Experience with Discourse and Alfresco
When I was setting up the Digital Health Networks on Discourse for the CCIO Network, on behalf of Digital Health Intelligence we also tried to set up Alfresco as a parallel file storage platform because of exactly this perceived user need for a file store.
And although we encountered other issues with Alfresco (such as the Community Edition lacking some features which we needed), the actual file storing platform failed us in exactly this way.
The files ended up as a mess that nobody could unpick. The initial excited uploading of files drifted into the trough of disillusionment when nobody could find the useful files they needed among the morass of other stuff. In the end, I exported everything from Alfresco and shut it down.
I transferred all the files into Discourse as uploads in topics, with a descriptive title and some text in the Topic that explained the purpose of the document. Where multiple files were related, I uploaded them as part of the same topic. And as I did so I realised why you just don’t need a separate file store.
You don’t need ‘file storage’ when you’ve got Discourse
Using a forum for your file storage is a completely different and much better proposition to a ‘directory’ style of document dump. Because the nature of these uploads is that they’re part of a conversation, it’s much more likely that you can make sense of them when reading back later.
Every file that’s uploaded by anyone in a Discourse forum is always associated with the post or topic. Which means that for no additional effort, you get a Title, the ownership of the file (the user posting it), and the date it was uploaded.
But most important is the conversation and the discussion around this file or series of files. This is what helps someone coming along later to work out if these files are likely to be of use to them. Even with an actively and intelligently human-curated file-store, it’s hard to get this level of contextual information around the documents, and yet in a forum this context happens without additional effort.
And so it’s much easier to keep track of what is current. What is old. What is likely to have been superseded or have become obsolete. Updates to documents flow down the page in the discussion thread.

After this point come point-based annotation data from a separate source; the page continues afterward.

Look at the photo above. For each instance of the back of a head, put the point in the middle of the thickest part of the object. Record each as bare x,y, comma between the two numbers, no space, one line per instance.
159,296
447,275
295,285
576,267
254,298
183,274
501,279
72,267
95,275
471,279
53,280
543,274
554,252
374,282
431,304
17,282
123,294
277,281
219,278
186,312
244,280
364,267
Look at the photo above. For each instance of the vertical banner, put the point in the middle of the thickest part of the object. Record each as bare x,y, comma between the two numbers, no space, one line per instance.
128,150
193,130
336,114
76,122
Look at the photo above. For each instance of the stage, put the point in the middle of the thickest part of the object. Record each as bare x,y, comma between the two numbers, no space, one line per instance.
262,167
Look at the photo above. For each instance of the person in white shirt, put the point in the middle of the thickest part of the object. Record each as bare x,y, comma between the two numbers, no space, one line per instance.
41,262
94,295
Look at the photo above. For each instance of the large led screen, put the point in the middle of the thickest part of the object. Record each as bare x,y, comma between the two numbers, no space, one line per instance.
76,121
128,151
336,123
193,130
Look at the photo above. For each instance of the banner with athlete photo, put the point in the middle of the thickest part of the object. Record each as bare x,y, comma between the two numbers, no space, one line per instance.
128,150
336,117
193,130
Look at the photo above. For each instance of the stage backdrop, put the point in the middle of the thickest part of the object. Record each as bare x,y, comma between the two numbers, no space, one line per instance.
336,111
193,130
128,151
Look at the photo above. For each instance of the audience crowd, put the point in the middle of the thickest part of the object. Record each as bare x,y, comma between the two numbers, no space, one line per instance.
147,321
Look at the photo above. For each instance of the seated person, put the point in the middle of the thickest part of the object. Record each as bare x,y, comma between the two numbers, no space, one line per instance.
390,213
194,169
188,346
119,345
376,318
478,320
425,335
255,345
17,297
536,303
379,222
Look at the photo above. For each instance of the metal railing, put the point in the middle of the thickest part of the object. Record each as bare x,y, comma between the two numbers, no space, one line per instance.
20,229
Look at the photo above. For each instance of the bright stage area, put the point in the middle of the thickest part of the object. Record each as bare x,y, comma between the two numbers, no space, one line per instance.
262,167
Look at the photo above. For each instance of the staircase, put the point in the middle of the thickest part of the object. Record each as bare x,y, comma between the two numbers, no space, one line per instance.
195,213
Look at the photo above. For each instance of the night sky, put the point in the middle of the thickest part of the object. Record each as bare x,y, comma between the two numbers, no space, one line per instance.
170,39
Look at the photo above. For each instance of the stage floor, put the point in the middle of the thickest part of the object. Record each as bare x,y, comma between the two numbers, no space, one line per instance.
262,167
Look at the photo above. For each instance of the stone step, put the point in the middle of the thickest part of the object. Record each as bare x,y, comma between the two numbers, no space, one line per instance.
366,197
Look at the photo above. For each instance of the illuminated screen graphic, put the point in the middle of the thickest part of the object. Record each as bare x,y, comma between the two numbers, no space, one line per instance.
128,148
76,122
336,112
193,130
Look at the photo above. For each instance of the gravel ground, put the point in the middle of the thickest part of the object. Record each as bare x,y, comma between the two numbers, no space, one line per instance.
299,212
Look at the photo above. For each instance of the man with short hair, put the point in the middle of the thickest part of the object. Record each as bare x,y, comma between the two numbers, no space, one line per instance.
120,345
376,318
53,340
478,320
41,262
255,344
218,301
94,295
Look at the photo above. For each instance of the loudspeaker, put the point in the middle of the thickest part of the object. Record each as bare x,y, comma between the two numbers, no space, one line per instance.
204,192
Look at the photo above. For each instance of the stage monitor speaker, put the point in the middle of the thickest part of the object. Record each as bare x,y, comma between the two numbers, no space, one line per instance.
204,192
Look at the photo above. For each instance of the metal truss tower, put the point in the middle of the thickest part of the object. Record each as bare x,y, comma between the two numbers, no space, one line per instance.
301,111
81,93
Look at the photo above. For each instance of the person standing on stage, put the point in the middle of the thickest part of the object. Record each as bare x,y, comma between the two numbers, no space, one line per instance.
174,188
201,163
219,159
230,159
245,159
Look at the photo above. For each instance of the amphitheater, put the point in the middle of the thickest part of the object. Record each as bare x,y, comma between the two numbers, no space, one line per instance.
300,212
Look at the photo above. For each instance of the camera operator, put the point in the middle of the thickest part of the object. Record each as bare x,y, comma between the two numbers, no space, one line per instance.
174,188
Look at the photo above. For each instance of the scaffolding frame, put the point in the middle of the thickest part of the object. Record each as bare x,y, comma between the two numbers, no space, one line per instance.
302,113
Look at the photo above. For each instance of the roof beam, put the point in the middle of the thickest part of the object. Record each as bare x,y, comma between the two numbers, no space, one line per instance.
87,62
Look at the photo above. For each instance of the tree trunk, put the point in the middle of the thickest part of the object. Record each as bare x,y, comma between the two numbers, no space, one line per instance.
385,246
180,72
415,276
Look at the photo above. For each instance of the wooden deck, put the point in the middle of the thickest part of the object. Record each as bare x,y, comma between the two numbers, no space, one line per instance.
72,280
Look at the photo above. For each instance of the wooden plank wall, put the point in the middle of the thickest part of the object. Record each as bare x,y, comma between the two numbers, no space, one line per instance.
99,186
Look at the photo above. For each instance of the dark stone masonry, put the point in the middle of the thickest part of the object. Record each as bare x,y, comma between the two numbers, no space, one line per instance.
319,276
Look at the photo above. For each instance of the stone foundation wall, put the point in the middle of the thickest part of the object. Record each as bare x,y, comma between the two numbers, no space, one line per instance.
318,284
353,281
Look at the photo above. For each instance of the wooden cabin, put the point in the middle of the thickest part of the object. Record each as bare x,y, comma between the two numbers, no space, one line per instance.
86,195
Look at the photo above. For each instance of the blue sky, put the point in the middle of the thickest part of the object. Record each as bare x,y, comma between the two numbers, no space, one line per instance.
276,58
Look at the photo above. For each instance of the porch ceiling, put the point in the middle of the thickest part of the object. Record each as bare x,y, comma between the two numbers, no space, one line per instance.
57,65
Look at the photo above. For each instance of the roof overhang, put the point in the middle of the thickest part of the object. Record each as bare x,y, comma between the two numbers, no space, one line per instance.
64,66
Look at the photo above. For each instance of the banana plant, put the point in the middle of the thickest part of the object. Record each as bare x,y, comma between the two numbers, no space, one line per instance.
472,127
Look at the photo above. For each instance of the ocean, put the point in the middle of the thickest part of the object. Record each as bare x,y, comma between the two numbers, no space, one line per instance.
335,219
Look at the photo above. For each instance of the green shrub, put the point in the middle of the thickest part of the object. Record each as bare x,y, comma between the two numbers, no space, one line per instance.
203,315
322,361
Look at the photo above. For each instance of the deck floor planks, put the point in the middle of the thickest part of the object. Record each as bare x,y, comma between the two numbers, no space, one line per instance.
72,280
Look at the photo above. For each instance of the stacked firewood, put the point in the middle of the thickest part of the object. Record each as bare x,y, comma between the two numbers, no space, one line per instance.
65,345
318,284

And in Discourse you can ‘wikify’ the original post and maintain updates in the OP as well, so that people finding the thread can get the latest version right away.
And so, actually, this is the solution to the problem. You don’t need a separate file storage system. You just need to educate your community to use their Discourse discussion platform for this.
In Discourse, the content starts to form its own kind of self-curating ‘library of useful stuff’. Something that was uploaded by somebody in a thread that six years old, is probably likely to have been superseded or outdated by now. So it kind of keeps itself tidy. Text searching on the title of the document will still work, just as it would have done in the file-store paradigm, but additionally you have so much else that the search can hit — the context and discussion around the document aids discoverability of the documents.
And so in short, if your community is asking for a file store, the actual answer is they don’t need one. But as a good community manager, you do need to explain to them why they don’t need one, what will inevitably happen if they DO use one, and make the strong case for using Discourse as your document store. As ever, bringing your community along with you is the key to doing it well.